The National Archives also holds a lot of material that isn’t available anywhere else. The further back in time you go with your research, the more likely you are to need this material. Genealogy sites tend to focus on 19th and 20th century sources, but the National Archives holds material dating back much further. You may also find the material you need at the National Archives if you’re investigating a very specialised topic or doing in-depth research using official records. You could follow a 16th century family legal dispute through the Star Chamber or find out what was traded through a specific port during the 18th century. If you need to see these documents for your local or family history research, then you may be able to download them, request digital copies, or see them on site.

Tips on Using The National Archives

1. Searching The National Archives

The main page of the Discovery catalogue has a simple search box, which might be enough to find the documents you need. You can narrow down the results by date or document type. It’s also possible to restrict your search to the National Archives or any of the local archives that are covered by the catalogue. The Advanced Search provides more options for limiting your search so it can be helpful if you’re getting too many results.

Searching in Discovery is a bit different to using a genealogy site. The information isn’t structured, so rather than looking for a name or location, the search will check for matching terms anywhere in the record. For example, if you search for “Smith”, you will see results about blacksmiths as well as people with this surname – the Discovery search can’t tell the difference between names and other words. Restricting your search to the right record type or date range can help. It’s also a good idea to use wildcards or try alternative spellings as these may not show up in the results.

Another point to be aware of when searching in Discovery is that the level of detail in the catalogue entries can vary. Some records have been thoroughly indexed or transcribed, while others only have a basic title, date, and record type with little indication of the content. If the information you’re looking for is in one of these less detailed records, then it may be necessary to see them in person to find out which one contains the information you need.

2. Downloading Digital Copies

If the record you need has been digitised then you may be able to download it from the National Archives site. Some records are free to download, but there are charges for downloading others. You can view an online version with a watermark before you download anything, so you can check that the document contains the information you need. You’ll need to add the documents you want to your basket and check out, even if they are all free. The documents can be downloaded directly, but you’ll also be sent an email link so you can download them later. Your access to the file will expire in 30 days, so it’s important to save a copy of the document before this happens.

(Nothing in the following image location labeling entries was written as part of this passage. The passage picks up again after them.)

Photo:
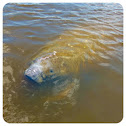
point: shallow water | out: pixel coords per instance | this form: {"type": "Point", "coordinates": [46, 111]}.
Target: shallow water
{"type": "Point", "coordinates": [28, 27]}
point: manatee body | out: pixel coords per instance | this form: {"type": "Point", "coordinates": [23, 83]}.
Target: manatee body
{"type": "Point", "coordinates": [58, 64]}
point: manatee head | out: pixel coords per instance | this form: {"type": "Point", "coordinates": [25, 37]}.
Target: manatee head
{"type": "Point", "coordinates": [40, 70]}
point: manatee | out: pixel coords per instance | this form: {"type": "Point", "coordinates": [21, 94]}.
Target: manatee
{"type": "Point", "coordinates": [58, 64]}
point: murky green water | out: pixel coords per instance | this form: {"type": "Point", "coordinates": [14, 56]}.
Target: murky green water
{"type": "Point", "coordinates": [27, 28]}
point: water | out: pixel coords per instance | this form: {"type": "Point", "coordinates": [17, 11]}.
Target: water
{"type": "Point", "coordinates": [28, 27]}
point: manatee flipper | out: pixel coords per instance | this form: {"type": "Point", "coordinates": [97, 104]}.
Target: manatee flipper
{"type": "Point", "coordinates": [68, 92]}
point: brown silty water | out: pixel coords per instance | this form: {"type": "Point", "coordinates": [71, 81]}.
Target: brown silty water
{"type": "Point", "coordinates": [87, 38]}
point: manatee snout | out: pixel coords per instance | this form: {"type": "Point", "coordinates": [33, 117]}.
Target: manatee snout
{"type": "Point", "coordinates": [35, 73]}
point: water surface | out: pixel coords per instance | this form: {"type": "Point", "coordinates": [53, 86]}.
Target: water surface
{"type": "Point", "coordinates": [27, 27]}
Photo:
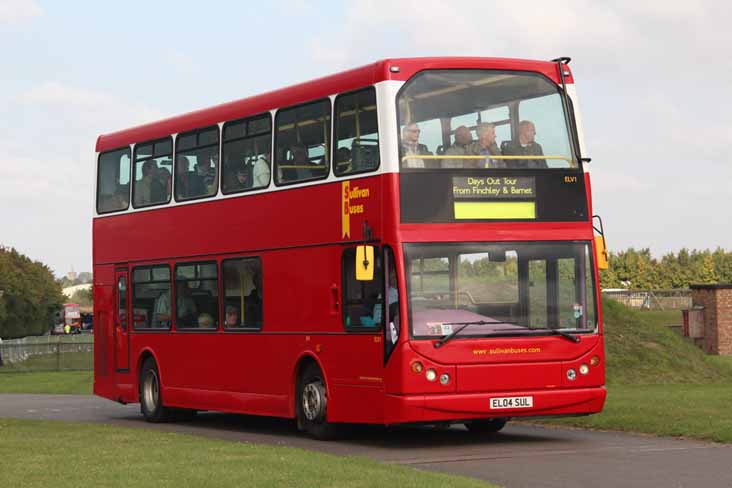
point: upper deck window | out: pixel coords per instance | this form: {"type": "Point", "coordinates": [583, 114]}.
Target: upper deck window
{"type": "Point", "coordinates": [357, 134]}
{"type": "Point", "coordinates": [247, 153]}
{"type": "Point", "coordinates": [302, 142]}
{"type": "Point", "coordinates": [153, 172]}
{"type": "Point", "coordinates": [480, 119]}
{"type": "Point", "coordinates": [196, 163]}
{"type": "Point", "coordinates": [113, 181]}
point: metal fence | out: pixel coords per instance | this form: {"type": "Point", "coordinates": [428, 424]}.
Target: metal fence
{"type": "Point", "coordinates": [48, 353]}
{"type": "Point", "coordinates": [652, 299]}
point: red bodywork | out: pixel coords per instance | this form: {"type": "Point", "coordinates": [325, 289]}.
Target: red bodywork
{"type": "Point", "coordinates": [297, 234]}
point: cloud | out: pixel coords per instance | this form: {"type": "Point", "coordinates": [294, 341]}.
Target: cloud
{"type": "Point", "coordinates": [47, 168]}
{"type": "Point", "coordinates": [14, 12]}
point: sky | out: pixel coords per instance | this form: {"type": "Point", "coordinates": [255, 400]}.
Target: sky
{"type": "Point", "coordinates": [653, 80]}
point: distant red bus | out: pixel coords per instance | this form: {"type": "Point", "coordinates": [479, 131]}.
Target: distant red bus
{"type": "Point", "coordinates": [233, 248]}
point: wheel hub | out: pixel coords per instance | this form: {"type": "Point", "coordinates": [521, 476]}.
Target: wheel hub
{"type": "Point", "coordinates": [151, 390]}
{"type": "Point", "coordinates": [313, 401]}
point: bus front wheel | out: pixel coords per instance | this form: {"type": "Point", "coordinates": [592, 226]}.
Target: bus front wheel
{"type": "Point", "coordinates": [490, 426]}
{"type": "Point", "coordinates": [312, 404]}
{"type": "Point", "coordinates": [151, 398]}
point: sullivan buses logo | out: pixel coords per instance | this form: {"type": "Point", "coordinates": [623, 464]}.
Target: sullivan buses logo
{"type": "Point", "coordinates": [350, 205]}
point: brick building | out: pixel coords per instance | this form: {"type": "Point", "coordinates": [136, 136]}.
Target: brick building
{"type": "Point", "coordinates": [717, 303]}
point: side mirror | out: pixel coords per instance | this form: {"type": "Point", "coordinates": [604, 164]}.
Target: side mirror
{"type": "Point", "coordinates": [601, 251]}
{"type": "Point", "coordinates": [364, 263]}
{"type": "Point", "coordinates": [600, 246]}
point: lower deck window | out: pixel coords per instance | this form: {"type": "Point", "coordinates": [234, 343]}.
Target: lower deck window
{"type": "Point", "coordinates": [196, 296]}
{"type": "Point", "coordinates": [151, 298]}
{"type": "Point", "coordinates": [242, 293]}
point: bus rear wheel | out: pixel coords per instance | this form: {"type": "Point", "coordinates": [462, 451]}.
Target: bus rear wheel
{"type": "Point", "coordinates": [312, 404]}
{"type": "Point", "coordinates": [151, 397]}
{"type": "Point", "coordinates": [489, 426]}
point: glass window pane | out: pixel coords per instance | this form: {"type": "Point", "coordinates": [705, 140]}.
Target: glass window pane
{"type": "Point", "coordinates": [357, 136]}
{"type": "Point", "coordinates": [242, 293]}
{"type": "Point", "coordinates": [113, 184]}
{"type": "Point", "coordinates": [152, 177]}
{"type": "Point", "coordinates": [469, 113]}
{"type": "Point", "coordinates": [164, 147]}
{"type": "Point", "coordinates": [161, 273]}
{"type": "Point", "coordinates": [247, 159]}
{"type": "Point", "coordinates": [196, 164]}
{"type": "Point", "coordinates": [141, 275]}
{"type": "Point", "coordinates": [542, 112]}
{"type": "Point", "coordinates": [196, 296]}
{"type": "Point", "coordinates": [151, 305]}
{"type": "Point", "coordinates": [363, 301]}
{"type": "Point", "coordinates": [515, 287]}
{"type": "Point", "coordinates": [302, 138]}
{"type": "Point", "coordinates": [235, 130]}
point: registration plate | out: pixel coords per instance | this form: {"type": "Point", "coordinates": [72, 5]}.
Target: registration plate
{"type": "Point", "coordinates": [511, 402]}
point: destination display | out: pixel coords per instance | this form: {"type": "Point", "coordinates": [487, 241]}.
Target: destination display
{"type": "Point", "coordinates": [493, 187]}
{"type": "Point", "coordinates": [444, 196]}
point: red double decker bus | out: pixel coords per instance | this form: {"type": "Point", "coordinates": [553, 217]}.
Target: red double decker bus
{"type": "Point", "coordinates": [406, 242]}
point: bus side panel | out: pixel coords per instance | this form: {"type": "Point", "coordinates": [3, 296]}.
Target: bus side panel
{"type": "Point", "coordinates": [104, 377]}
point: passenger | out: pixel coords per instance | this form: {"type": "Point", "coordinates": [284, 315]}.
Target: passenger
{"type": "Point", "coordinates": [166, 179]}
{"type": "Point", "coordinates": [486, 145]}
{"type": "Point", "coordinates": [198, 181]}
{"type": "Point", "coordinates": [185, 307]}
{"type": "Point", "coordinates": [181, 177]}
{"type": "Point", "coordinates": [412, 147]}
{"type": "Point", "coordinates": [206, 321]}
{"type": "Point", "coordinates": [238, 178]}
{"type": "Point", "coordinates": [261, 172]}
{"type": "Point", "coordinates": [393, 298]}
{"type": "Point", "coordinates": [150, 189]}
{"type": "Point", "coordinates": [253, 303]}
{"type": "Point", "coordinates": [232, 317]}
{"type": "Point", "coordinates": [462, 147]}
{"type": "Point", "coordinates": [526, 146]}
{"type": "Point", "coordinates": [304, 169]}
{"type": "Point", "coordinates": [343, 160]}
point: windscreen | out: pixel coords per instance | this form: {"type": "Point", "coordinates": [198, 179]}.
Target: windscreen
{"type": "Point", "coordinates": [483, 119]}
{"type": "Point", "coordinates": [500, 288]}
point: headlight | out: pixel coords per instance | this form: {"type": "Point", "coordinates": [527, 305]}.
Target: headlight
{"type": "Point", "coordinates": [431, 375]}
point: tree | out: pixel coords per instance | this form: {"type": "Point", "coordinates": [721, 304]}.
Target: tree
{"type": "Point", "coordinates": [30, 295]}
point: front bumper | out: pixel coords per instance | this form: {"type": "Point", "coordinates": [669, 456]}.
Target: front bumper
{"type": "Point", "coordinates": [468, 406]}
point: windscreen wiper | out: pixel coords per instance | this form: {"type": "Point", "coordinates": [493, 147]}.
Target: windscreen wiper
{"type": "Point", "coordinates": [463, 325]}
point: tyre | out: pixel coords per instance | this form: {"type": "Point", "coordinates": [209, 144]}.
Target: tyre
{"type": "Point", "coordinates": [490, 426]}
{"type": "Point", "coordinates": [151, 397]}
{"type": "Point", "coordinates": [312, 404]}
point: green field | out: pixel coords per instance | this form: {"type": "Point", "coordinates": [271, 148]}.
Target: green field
{"type": "Point", "coordinates": [83, 361]}
{"type": "Point", "coordinates": [46, 453]}
{"type": "Point", "coordinates": [659, 382]}
{"type": "Point", "coordinates": [59, 383]}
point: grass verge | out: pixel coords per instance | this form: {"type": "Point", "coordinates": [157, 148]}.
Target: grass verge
{"type": "Point", "coordinates": [697, 411]}
{"type": "Point", "coordinates": [59, 383]}
{"type": "Point", "coordinates": [47, 453]}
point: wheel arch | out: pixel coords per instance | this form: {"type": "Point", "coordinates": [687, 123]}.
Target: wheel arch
{"type": "Point", "coordinates": [144, 355]}
{"type": "Point", "coordinates": [305, 359]}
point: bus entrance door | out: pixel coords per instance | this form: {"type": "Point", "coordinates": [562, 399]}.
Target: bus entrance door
{"type": "Point", "coordinates": [121, 325]}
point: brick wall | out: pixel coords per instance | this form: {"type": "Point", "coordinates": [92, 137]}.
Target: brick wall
{"type": "Point", "coordinates": [717, 303]}
{"type": "Point", "coordinates": [724, 321]}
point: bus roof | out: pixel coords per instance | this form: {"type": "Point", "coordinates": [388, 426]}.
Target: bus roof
{"type": "Point", "coordinates": [311, 90]}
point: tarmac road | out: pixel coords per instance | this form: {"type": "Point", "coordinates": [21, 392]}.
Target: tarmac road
{"type": "Point", "coordinates": [521, 455]}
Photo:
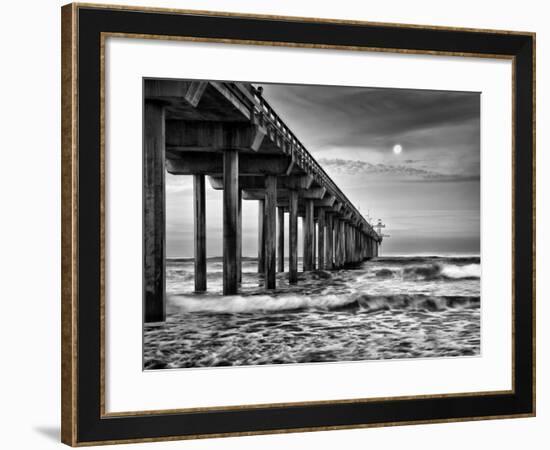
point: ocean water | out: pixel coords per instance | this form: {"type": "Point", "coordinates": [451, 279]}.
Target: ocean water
{"type": "Point", "coordinates": [384, 308]}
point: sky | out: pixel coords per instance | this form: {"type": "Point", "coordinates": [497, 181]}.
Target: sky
{"type": "Point", "coordinates": [408, 157]}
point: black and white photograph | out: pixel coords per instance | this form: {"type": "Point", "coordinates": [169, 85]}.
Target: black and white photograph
{"type": "Point", "coordinates": [290, 224]}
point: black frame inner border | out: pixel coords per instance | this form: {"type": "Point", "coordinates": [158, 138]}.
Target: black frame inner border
{"type": "Point", "coordinates": [90, 426]}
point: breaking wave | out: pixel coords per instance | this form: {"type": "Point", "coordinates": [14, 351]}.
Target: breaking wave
{"type": "Point", "coordinates": [442, 272]}
{"type": "Point", "coordinates": [268, 304]}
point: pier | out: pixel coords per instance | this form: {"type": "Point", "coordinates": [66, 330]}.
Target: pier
{"type": "Point", "coordinates": [228, 133]}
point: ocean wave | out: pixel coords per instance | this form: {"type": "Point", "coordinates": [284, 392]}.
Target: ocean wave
{"type": "Point", "coordinates": [234, 304]}
{"type": "Point", "coordinates": [434, 272]}
{"type": "Point", "coordinates": [373, 303]}
{"type": "Point", "coordinates": [404, 260]}
{"type": "Point", "coordinates": [237, 304]}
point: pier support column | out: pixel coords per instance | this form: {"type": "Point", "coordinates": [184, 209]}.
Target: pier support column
{"type": "Point", "coordinates": [261, 237]}
{"type": "Point", "coordinates": [337, 243]}
{"type": "Point", "coordinates": [293, 237]}
{"type": "Point", "coordinates": [342, 243]}
{"type": "Point", "coordinates": [321, 239]}
{"type": "Point", "coordinates": [230, 221]}
{"type": "Point", "coordinates": [200, 232]}
{"type": "Point", "coordinates": [329, 243]}
{"type": "Point", "coordinates": [270, 230]}
{"type": "Point", "coordinates": [308, 236]}
{"type": "Point", "coordinates": [154, 241]}
{"type": "Point", "coordinates": [281, 240]}
{"type": "Point", "coordinates": [240, 236]}
{"type": "Point", "coordinates": [314, 246]}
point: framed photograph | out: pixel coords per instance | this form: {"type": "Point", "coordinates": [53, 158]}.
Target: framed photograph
{"type": "Point", "coordinates": [281, 224]}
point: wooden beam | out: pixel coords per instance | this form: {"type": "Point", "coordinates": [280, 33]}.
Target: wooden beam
{"type": "Point", "coordinates": [281, 240]}
{"type": "Point", "coordinates": [314, 193]}
{"type": "Point", "coordinates": [329, 249]}
{"type": "Point", "coordinates": [194, 92]}
{"type": "Point", "coordinates": [239, 236]}
{"type": "Point", "coordinates": [321, 239]}
{"type": "Point", "coordinates": [270, 230]}
{"type": "Point", "coordinates": [192, 163]}
{"type": "Point", "coordinates": [210, 136]}
{"type": "Point", "coordinates": [255, 183]}
{"type": "Point", "coordinates": [293, 238]}
{"type": "Point", "coordinates": [308, 236]}
{"type": "Point", "coordinates": [261, 236]}
{"type": "Point", "coordinates": [154, 214]}
{"type": "Point", "coordinates": [200, 232]}
{"type": "Point", "coordinates": [230, 221]}
{"type": "Point", "coordinates": [314, 245]}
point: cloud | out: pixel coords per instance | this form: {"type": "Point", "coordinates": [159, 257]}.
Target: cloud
{"type": "Point", "coordinates": [355, 167]}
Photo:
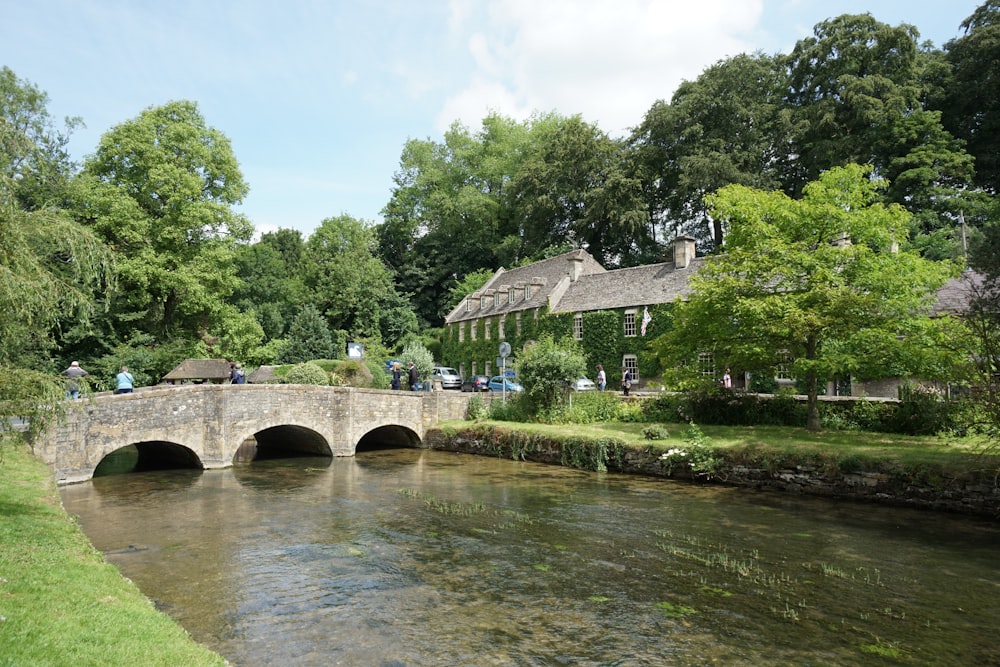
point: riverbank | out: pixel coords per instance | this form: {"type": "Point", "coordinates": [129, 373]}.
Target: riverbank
{"type": "Point", "coordinates": [953, 475]}
{"type": "Point", "coordinates": [61, 602]}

It is possible to ask the National Archives to create digital or paper copies of documents that haven’t been digitised. You will need to pay a fee and agree to the copyright terms. Copies can only be made if it won’t harm the original document.

3. Visiting The National Archives

Sometimes the only way to get the information you need is to visit the archives to search through the documents in person. The National Archives website has detailed information on what to expect when you visit, including the ID documents you will need to provide to get a reader’s ticket and the items you’re allowed to take into the reading rooms. It’s vital to check this advice when planning your visit to ensure you’ll be able to see the documents you need.

One item that you can bring into the reading rooms is a camera (or a device with a camera). Unlike some archives, the National Archives doesn’t charge when you are taking photos for personal use, but there will be fees if you intend to publish the images and you’ll need to check the copyright status of the documents. Taking pictures is the best way to record important documents as you’ll be able to take another look at the original without having to visit the archives again. It can also be helpful to zoom in to get a clearer look when the writing is small or difficult to decipher.